Midpoint analysis and centralized themes existed long before Adam Smith’s time. For example, the Talmud offers considerable commentary about midpoints in the Torah, especially in a poetic form called Chiasmus. Chiasmus is characterized by introverted parallelism, and found in Greek, Latin, Hebrew and Christian literature. A Chiasmus is a pattern of words or ideas stated once and then stated again but in reverse order. Classic examples are found in the Bible: “Who sheds the blood of a man, by a man shall his blood be shed…” (Genesis 9:6), or “The first shall be last and the last shall be first…” (Matthew 19:30).

Most Chiasmi have a “climactic centrality,” that is, the structure of the poem points to a central theme in the middle. For instance, the Psalmist writes, “Our soul is escaped as a bird out of the snare of the fowlers; the snare is broken, and we are escaped.” (Psalms 124:7) Here the Psalmist is urging us (the soul) to escape the clutches of Satan, even as a bird escapes the snare of the fowler or the hunter (the central word).

The standard pattern of a centralized Chiamus is:

A

   B

      C (central theme or focal point)

   B

A

In sum, according to Klein and Lucas, the invisible hand represents the climatic centrality of Smith’s “system of natural liberty,” and is appropriately found in the middle of his works. By this discovery, if true, one goes from one extreme to the other — from seeing the invisible hand as a marginal concept to accepting it as the touchstone of his philosophy.

Klein and Lucas’s list of evidence is what a lawyer might call circumstantial, or “impressionistic,” to use Klein and Lucas’s own adjective. Taken as a whole, the documentation is either an ingenious breakthrough or a “remarkable coincidence,” to quote Gavin Kennedy.[29]

A few Smithian experts have warmed up to Klein and Lucas’s claim. Gavin Kennedy, who previously considered the invisible hand a “casual” metaphor, now sees a “high probability” in their thesis of deliberate centrality.[30] Others are more skeptical. “We have no direct evidence for the conjecture,” states Craig Smith, an expert on Adam Smith at the University of St. Andrews. The idea that Adam Smith deliberately hid his favorite symbol of his philosophy “strikes me…as very un-Smithian,” he states, and runs contrary to his policy of expressing thoughts in a “neat, plain and clever manner.”[31] Placing the shorthand phrase “invisible hand” in the middle of his works may not be plain, but is it not neat and clever?

We may never know the truth, since we have no record of Smith commenting on the matter.

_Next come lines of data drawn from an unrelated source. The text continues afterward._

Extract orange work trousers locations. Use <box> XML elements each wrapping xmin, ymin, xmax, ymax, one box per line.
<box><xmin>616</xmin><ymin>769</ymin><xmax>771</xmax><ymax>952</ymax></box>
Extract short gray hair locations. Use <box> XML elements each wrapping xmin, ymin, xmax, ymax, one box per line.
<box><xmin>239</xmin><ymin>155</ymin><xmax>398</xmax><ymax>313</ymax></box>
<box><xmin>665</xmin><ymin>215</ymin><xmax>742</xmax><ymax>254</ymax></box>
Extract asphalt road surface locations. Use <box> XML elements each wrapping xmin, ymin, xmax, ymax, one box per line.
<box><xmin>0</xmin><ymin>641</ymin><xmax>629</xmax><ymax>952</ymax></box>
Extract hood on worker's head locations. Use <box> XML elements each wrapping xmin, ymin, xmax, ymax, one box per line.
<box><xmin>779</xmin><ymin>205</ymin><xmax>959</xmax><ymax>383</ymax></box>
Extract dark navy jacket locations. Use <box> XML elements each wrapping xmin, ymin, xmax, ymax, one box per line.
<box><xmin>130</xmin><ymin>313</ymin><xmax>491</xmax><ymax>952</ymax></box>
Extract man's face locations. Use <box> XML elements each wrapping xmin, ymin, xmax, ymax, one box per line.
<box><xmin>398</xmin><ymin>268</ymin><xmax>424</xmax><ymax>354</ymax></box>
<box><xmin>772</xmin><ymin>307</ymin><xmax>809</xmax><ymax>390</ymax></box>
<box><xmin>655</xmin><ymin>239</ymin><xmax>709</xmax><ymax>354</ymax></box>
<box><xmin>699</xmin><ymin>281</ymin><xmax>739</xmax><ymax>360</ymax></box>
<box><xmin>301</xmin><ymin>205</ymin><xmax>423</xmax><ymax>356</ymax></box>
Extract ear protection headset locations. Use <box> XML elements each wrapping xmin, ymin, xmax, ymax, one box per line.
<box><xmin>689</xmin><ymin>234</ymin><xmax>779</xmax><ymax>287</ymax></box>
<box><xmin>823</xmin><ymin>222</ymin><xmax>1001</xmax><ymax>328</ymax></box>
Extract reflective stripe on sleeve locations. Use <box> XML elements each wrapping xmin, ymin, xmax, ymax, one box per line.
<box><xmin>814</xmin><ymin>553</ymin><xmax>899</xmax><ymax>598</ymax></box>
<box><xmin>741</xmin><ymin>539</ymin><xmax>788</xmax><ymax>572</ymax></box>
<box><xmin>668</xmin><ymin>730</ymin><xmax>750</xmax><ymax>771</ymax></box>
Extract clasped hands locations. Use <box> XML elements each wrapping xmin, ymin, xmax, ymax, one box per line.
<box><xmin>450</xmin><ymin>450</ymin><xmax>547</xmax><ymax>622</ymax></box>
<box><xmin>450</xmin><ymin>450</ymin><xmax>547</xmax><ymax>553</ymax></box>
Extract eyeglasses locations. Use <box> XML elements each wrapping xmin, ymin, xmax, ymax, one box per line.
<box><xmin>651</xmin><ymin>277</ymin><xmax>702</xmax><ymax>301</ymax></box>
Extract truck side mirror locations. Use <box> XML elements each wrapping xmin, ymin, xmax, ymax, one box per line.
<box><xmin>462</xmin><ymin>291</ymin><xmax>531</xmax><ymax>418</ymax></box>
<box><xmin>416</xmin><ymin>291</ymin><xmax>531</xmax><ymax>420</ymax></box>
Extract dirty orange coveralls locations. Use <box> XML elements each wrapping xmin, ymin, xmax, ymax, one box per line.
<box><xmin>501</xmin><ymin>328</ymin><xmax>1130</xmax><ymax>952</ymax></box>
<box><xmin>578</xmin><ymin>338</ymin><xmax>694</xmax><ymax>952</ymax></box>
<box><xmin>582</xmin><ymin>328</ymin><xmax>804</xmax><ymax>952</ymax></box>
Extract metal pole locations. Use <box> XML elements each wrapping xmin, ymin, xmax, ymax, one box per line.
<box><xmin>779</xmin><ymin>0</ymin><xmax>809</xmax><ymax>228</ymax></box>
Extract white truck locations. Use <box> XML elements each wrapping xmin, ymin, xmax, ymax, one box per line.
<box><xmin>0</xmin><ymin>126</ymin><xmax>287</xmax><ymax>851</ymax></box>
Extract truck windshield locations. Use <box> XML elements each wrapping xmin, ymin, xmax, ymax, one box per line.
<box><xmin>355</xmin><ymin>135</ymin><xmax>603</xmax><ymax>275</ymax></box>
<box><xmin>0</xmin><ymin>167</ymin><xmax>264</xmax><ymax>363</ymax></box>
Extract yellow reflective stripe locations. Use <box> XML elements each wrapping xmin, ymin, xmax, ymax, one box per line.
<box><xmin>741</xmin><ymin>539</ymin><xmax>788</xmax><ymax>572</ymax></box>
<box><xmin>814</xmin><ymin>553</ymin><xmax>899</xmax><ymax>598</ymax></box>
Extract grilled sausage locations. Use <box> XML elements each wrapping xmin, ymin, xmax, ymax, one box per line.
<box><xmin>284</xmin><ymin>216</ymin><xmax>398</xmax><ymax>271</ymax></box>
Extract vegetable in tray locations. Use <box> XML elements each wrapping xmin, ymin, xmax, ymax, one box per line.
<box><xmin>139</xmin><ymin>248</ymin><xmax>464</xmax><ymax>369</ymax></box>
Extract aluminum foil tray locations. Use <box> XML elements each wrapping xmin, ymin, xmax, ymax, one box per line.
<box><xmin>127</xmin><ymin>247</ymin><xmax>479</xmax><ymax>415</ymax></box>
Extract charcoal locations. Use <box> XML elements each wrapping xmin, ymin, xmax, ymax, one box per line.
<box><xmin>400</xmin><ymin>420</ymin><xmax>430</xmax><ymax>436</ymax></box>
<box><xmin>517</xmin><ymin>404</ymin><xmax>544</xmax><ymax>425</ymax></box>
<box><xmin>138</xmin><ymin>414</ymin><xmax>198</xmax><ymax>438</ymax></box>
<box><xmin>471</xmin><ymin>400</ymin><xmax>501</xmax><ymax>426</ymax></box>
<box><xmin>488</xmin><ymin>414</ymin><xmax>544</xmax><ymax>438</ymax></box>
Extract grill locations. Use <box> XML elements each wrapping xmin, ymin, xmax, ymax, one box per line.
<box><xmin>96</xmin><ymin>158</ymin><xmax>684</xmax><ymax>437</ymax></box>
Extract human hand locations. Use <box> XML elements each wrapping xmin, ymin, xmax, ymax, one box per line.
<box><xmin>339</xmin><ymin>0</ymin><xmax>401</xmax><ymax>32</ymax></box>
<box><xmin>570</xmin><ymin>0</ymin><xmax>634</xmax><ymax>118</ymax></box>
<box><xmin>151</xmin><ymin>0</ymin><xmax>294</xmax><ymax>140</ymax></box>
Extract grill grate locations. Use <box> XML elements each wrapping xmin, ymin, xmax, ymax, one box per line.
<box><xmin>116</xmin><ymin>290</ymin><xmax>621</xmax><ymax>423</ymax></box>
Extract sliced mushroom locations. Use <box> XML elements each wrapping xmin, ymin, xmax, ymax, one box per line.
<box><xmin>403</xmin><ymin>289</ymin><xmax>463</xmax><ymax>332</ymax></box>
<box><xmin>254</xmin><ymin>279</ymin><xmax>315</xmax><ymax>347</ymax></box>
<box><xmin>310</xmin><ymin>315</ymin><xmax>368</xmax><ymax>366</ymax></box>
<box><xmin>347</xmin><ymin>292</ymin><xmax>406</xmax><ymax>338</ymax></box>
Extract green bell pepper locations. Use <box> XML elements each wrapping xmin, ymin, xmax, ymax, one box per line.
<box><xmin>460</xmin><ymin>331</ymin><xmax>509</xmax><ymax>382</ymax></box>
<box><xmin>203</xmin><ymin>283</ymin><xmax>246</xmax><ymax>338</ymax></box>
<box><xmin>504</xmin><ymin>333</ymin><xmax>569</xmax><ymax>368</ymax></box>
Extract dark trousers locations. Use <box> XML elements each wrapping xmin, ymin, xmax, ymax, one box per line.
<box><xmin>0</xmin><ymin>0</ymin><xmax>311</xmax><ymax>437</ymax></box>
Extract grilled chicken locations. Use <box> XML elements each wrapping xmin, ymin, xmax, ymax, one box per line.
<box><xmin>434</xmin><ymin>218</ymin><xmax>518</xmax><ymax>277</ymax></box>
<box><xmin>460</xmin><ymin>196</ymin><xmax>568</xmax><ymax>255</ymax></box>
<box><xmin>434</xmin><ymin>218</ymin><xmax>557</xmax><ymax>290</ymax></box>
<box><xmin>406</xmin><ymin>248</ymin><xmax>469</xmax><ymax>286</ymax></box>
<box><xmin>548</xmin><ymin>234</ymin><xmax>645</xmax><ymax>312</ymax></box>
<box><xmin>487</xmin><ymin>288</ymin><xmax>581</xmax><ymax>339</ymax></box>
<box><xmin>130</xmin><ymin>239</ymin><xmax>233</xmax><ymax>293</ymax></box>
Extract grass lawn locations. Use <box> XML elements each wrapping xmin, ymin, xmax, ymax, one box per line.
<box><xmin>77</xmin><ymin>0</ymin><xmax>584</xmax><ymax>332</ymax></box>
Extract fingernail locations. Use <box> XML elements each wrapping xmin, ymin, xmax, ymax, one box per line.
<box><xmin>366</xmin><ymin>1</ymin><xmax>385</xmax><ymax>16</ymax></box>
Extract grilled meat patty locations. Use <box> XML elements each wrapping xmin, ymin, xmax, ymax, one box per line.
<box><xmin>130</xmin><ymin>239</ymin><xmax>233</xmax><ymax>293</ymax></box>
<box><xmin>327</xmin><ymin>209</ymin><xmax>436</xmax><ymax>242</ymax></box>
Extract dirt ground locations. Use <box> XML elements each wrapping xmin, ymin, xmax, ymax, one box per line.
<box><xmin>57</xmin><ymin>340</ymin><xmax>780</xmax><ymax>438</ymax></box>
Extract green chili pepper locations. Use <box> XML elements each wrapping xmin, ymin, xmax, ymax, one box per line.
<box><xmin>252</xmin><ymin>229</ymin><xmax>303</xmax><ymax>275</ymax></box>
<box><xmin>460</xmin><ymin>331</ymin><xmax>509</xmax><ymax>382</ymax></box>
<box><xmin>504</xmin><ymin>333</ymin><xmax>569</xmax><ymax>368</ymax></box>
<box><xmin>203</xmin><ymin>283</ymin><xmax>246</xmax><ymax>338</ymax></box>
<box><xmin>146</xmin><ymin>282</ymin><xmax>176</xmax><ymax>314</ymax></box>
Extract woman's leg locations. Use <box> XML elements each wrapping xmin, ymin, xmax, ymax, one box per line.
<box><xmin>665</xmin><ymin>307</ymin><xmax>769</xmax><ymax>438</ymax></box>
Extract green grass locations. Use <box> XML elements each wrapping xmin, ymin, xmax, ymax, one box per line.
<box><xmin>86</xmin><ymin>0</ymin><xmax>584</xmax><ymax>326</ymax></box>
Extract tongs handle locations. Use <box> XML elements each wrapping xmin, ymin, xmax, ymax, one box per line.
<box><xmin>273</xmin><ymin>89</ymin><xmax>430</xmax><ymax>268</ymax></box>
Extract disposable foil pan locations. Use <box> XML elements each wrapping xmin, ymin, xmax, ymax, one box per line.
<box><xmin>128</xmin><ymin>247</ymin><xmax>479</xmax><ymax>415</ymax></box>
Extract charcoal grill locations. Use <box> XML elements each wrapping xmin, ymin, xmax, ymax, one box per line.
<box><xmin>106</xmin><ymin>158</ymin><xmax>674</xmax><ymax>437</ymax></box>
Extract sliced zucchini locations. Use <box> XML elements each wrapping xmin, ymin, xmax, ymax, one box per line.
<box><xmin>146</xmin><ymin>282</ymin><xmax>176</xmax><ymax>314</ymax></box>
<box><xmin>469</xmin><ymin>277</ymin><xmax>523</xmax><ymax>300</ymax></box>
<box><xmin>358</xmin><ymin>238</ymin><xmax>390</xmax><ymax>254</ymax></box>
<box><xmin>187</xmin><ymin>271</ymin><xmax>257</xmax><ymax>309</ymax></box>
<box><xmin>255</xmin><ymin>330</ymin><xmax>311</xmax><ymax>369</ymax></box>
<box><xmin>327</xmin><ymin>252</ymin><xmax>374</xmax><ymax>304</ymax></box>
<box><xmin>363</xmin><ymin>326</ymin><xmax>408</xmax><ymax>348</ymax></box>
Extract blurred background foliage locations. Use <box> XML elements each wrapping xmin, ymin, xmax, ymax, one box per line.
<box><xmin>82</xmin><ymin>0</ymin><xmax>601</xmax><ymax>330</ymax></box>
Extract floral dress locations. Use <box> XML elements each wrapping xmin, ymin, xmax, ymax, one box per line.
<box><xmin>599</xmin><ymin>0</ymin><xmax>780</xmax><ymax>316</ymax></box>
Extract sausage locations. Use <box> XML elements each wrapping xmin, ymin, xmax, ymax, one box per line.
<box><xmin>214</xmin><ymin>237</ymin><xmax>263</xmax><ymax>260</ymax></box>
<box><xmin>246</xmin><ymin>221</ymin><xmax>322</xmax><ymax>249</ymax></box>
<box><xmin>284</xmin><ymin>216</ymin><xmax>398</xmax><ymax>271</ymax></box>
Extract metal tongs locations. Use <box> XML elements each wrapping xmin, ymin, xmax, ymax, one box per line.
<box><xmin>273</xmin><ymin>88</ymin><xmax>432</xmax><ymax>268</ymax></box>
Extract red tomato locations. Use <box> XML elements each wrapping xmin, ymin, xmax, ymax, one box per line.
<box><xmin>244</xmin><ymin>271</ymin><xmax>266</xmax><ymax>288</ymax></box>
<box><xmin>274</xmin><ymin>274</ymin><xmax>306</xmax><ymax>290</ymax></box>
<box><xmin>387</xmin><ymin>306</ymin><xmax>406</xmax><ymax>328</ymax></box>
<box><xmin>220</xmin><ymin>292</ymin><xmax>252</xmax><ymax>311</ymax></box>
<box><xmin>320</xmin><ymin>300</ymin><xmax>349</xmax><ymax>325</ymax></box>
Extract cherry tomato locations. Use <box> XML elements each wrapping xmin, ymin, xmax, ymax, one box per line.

Fortunately, one does not need to depend on the physical centrality of the “invisible hand” to recognize the doctrinal centrality of his philosophy. As Craig Smith states, “I’m not convinced that Smith deliberately placed the invisible hand at the centre of his books, but I am certain that it lies at the heart of his thinking.”[32]

The Significance of the Invisible Hand Doctrine

There are many passages from the Wealth of Nations and the Theory of Moral Sentiments that elucidate the theme of “invisible hand,” the idea that individuals acting in their own self-interest unwittingly benefit the public weal, or that eliminating restrictions on individuals’ behaviors “better their own condition” and make society better off. Smith repeatedly advocates removal of trade barriers, state-granted privileges, and employment regulations so that entrepreneurs and enterprises can flourish.[33]

The invisible hand metaphor is an example of Smith’s law of unintended consequences.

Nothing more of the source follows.